Palle di cannone e balle raccontate 
Nell’anno 2000 il Centro studi Storici di Mestre ha pubblicato un libro: “il quarantotto a Mestre – La rivoluzione e la popolazione”. In un capitolo da me curato, a pag 29 risulta pubblicata la fotografia della palla di cannone del ponte delle Erbe commentata da questa citazione “….altra palla gettò a terra un pezzo di muro di camino del Sig. Pio Tonolo al ponte delle Erbe…
La frase è tratta dal diario di Teodoro Ticozzi “Diario 1848 – 49” anch’esso pubblicato dal CSS nel 1968 e riportato anche integralmente nel sito del centro.
Il Ticozzi a pag. 13 del suo scritto racconta dell’inizio dei bombardamenti del Forte Marghera in data 19 giugno 1848 su Mestre occupata dagli austriaci riferendo appunto di questa palla caduta in vicinanza del ponte.
Non fu un fatto episodico anzi! Il Ticozzi, ad esempio, racconta che il giorno 10 agosto 1848
“Alle 5 in punto pomerid. Cominciò l’attacco con la Fortezza di Malghera e durò fino alle 8…Gli austriaci facevano 1 e gli Italiani cioè li Piemontesi ne facevano 10 anche 12 tiri…Colpi di cannone si calcolano a capriccio tra una parte e l’altra a n° 1500 piuttosto più che meno…..(op.cit. pagg 41-43)
Il fuoco amico del forte perseguitò Mestre fino a quando gli Austriaci lo occuparono.
Passando ad un altro testimone, Giovanni Renier, il parroco di San Lorenzo, troviamo pure conferma delle conseguenze dei patriottici bombardamenti.
Nel suo diario “La cronaca di Mestre degli anni 1848 – 49″ edito dal CSS nel 1982 ed anch’esso consultabile integralmente sul sito suddetto descrive le sofferenze di Mestre a causa dei bombardamenti di Marghera, nel capitolo VIII da pag. 111 in poi racconta ” I veneziani, d’ogni cosa istruiti dai loro esploratori, stavano all’erta, studiandosi frattanto d’infestare con più frequente bombardamento non solo gli avamposti, ma sì pure la misera terra di Mestre.    all’ora del vespro, udendo fischiare sul nostro capo le palle incendiarie, una delle quali cadde in piazza, un’altra sopra la casa Cecchetti e parecchie all’intorno, fummo costretti a chiuder la chiesa [di San Lorenzo] e fuggire.

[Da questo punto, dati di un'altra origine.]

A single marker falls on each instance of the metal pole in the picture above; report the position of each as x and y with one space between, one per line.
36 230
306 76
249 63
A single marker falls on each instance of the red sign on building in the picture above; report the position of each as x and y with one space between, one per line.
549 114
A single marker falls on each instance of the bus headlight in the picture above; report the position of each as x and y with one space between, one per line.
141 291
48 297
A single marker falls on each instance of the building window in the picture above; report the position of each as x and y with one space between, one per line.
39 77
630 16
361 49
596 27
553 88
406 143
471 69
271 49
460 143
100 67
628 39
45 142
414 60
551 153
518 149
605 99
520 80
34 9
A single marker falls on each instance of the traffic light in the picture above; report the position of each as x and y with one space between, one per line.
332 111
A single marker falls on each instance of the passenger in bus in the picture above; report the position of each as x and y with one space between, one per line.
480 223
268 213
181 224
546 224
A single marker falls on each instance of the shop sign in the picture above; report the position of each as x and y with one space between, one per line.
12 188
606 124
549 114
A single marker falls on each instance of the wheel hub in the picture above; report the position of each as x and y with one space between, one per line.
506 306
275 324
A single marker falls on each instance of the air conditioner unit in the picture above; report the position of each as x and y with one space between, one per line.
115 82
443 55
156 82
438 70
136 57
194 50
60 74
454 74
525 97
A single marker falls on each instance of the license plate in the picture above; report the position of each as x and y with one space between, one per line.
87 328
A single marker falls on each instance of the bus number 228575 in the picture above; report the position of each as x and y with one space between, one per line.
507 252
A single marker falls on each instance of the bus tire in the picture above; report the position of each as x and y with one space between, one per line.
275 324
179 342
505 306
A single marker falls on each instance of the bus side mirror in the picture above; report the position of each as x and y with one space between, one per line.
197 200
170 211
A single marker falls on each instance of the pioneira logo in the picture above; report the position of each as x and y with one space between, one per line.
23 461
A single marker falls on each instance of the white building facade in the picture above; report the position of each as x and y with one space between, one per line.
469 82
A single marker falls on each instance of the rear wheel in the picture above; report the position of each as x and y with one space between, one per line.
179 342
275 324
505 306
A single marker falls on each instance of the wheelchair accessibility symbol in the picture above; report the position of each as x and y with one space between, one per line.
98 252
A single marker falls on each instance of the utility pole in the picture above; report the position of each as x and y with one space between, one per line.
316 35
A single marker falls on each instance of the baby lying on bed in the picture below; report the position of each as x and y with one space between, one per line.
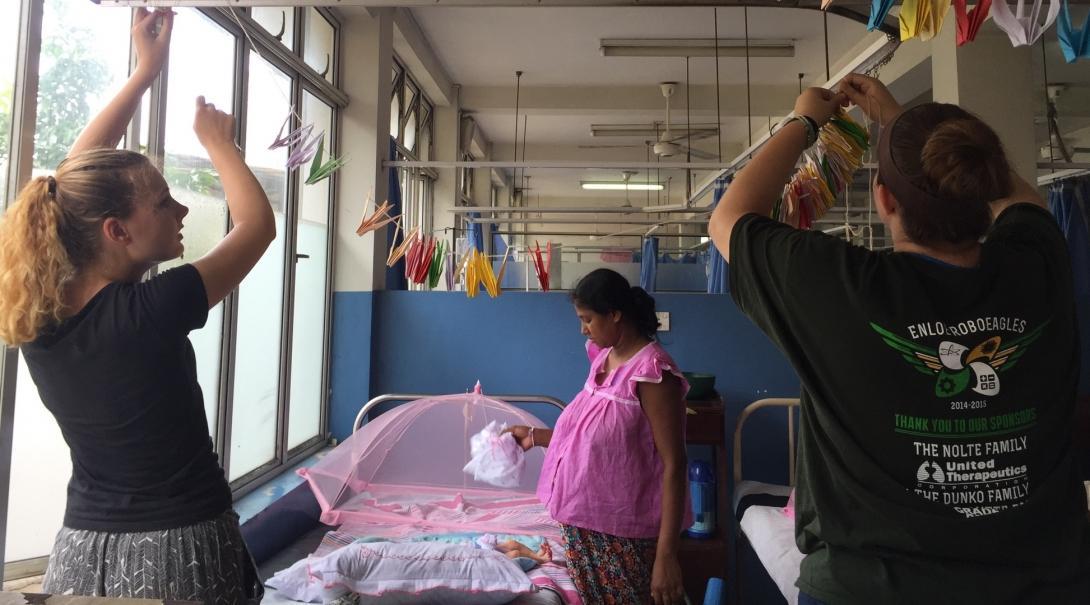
515 549
521 553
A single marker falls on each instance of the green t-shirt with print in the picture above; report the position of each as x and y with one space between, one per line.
934 450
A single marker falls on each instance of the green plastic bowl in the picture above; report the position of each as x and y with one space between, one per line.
701 386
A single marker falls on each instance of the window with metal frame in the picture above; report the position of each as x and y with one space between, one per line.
414 133
84 58
162 130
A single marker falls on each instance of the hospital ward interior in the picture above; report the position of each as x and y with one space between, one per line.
519 301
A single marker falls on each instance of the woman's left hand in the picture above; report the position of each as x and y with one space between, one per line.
152 40
666 588
820 105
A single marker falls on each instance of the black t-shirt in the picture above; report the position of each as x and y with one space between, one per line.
934 452
120 377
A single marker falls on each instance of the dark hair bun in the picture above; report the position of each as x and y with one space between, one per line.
964 159
606 290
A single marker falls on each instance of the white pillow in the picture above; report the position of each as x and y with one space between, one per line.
419 572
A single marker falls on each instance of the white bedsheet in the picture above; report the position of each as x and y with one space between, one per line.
772 535
273 596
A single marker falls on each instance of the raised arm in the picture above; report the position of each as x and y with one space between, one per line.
253 226
761 183
152 40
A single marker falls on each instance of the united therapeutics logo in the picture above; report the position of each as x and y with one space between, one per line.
957 367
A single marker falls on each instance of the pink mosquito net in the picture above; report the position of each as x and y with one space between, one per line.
406 467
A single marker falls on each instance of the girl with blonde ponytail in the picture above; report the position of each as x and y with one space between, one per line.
148 511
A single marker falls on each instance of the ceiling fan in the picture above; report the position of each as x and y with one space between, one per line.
668 145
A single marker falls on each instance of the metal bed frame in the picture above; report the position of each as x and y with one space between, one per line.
414 396
740 539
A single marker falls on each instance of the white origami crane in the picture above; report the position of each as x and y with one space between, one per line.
1022 29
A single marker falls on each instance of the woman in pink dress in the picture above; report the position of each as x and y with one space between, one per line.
615 471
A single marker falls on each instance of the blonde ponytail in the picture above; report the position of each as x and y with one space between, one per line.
34 265
52 231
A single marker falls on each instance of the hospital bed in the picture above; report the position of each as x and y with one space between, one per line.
552 580
758 506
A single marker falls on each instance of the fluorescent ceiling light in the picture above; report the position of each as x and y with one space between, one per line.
605 185
649 131
694 47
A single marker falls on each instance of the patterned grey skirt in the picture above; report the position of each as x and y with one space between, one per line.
206 561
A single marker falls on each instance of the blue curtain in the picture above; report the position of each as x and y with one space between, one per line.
649 264
396 275
474 232
1068 203
718 281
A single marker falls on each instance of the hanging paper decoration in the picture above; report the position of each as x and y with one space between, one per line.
380 218
301 138
542 265
322 171
1074 43
503 267
922 19
1021 29
397 251
477 273
450 269
419 259
435 271
969 22
879 11
824 173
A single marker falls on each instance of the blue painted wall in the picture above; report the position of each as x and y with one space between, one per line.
350 365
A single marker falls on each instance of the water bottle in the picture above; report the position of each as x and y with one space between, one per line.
702 494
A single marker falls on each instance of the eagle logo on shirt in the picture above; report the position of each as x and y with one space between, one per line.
957 367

Il S.S. Sacramento venne da quel dì custodito nella piccola chiese di M. V. della Salute; ma quivi pure qualche dì appresso giunse una granata che spezzò il tetto e cadde a piombo nella infermeria dei ricoverati. Vista la mala parata, tutte le famiglie più benestanti risolsero di riparare altrove…Dietro a queste fuggirono altresì le povere…
Migliaia e migliaia di palle, quindi furono fraternamente sparate su Mestre, possibile che fra tutte queste si sia salvata proprio e solo una sparata in combattimento il giorno della Sortita?
A mio parere inoltre ritengo che quel giorno le truppe di Manin non abbiano sparato palle.
Non occorre molta conoscenza della cosiddetta arte militare per sapere che i cannoni usati ad alzo zero contro le truppe, in un’epoca in cui non si usavano granate esplosive, non erano caricati a palla, ma a mitraglia, cioè con un sacchetto pieno di chiodi, ritagli di ferro e simili. È intuitivo che una palla piena sparata contro la truppa combattente poteva uccidere istantaneamente un uomo e gli altri che si trovassero esattamente sulla traiettoria, risultava quindi meno efficace di una scarica di fucileria, in altre parole sarebbe stato come andare a caccia di uccelli non con una doppietta caricata a pallini ma con una carabina per selvaggina a pelo.
Consiglierei quindi di dimenticarci della palla del ponte delle Erbe, testimonianza non di un episodio di valore, ma di un cinico calcolo dei comandanti di Manin pronti ad uccidere i Mestrini pur di colpire gli Austriaci.